To enter a letter, the user must stare at that letter on a virtual keyboard. The software flashes the columns and rows of the keyboard and the system tries to detect a response in the brain when the desired letter is flashed. The system looks for brainwaves that are triggered 300 milliseconds after a stimulus.
"The signal is called P300, it is just a usual signal," said Markus Bruckner, with the company. "For example, when you drive behind a car and it steps on its brakes and the red light flashes you have the same response."
It takes quite a bit of concentration and time to type out just a few letters, but for someone who has no other way of typing, it could bring new opportunities to communicate.

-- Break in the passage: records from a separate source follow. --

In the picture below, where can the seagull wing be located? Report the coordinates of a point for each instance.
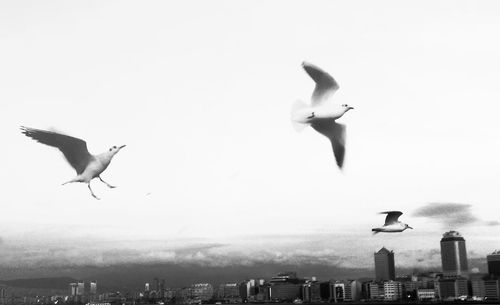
(74, 149)
(392, 217)
(336, 133)
(325, 84)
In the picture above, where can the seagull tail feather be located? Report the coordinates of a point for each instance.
(299, 116)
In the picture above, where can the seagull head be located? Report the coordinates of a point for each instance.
(346, 107)
(113, 150)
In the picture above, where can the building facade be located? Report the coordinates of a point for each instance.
(384, 265)
(453, 254)
(493, 261)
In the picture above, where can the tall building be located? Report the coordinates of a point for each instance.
(453, 254)
(494, 263)
(384, 265)
(93, 287)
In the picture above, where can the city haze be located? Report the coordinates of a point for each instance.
(201, 94)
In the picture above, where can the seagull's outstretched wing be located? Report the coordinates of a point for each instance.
(74, 149)
(392, 217)
(325, 84)
(336, 133)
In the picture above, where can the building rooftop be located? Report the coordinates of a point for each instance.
(452, 236)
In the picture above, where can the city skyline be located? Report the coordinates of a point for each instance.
(213, 172)
(453, 282)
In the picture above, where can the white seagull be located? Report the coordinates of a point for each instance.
(392, 225)
(321, 115)
(87, 166)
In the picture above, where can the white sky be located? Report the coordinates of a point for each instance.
(200, 91)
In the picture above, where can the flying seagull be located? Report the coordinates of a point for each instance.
(321, 114)
(87, 166)
(392, 224)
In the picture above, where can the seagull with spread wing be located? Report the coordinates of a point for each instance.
(322, 114)
(392, 225)
(87, 166)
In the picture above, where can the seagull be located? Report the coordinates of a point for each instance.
(392, 225)
(87, 166)
(322, 114)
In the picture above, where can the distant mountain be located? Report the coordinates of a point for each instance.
(61, 283)
(131, 277)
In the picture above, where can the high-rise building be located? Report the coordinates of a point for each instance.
(93, 287)
(393, 291)
(384, 265)
(453, 254)
(494, 263)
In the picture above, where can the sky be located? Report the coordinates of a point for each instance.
(201, 92)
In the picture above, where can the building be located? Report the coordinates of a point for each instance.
(337, 291)
(452, 288)
(384, 265)
(92, 287)
(229, 292)
(376, 290)
(393, 291)
(491, 288)
(202, 291)
(311, 292)
(494, 263)
(286, 287)
(453, 254)
(426, 294)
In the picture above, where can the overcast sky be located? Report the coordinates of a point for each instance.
(201, 91)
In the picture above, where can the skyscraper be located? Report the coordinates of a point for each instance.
(453, 254)
(494, 263)
(384, 265)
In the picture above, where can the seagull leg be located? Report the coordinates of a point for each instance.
(92, 192)
(109, 185)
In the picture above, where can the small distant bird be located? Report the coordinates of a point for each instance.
(87, 166)
(392, 224)
(321, 115)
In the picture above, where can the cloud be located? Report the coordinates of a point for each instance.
(451, 214)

The company hopes to improve the response time and said it's down to one second in the lab.
Many of the prototypes from universities and research groups will never make it into commercial products.
"My job is to prove the concept, not to bring it to market," said Santiago Alfaro, an MIT Media Lab researcher who created Surround Vision.
His project extends the traditional television screen onto an iPad or similar mobile device. When users move the device around, additional content will be displayed. He imagines it being use for sporting events or concerts where there are multiple camera angles.
While Alfaro said there is no link between the two, Nintendo employs similar technology in its Wii U game system.
He said there's a benefit to when large companies commercialize new interface technology. "This proves that people are thinking the same way," he said. "People will become much more comfortable with the new technology."
While it might take a large corporation to commercialize a new technology, mainstream adoption will ultimately rely on whether consumers can become comfortable with it.
(Martyn Williams and Jay Alabaster in Tokyo contributed to this report.)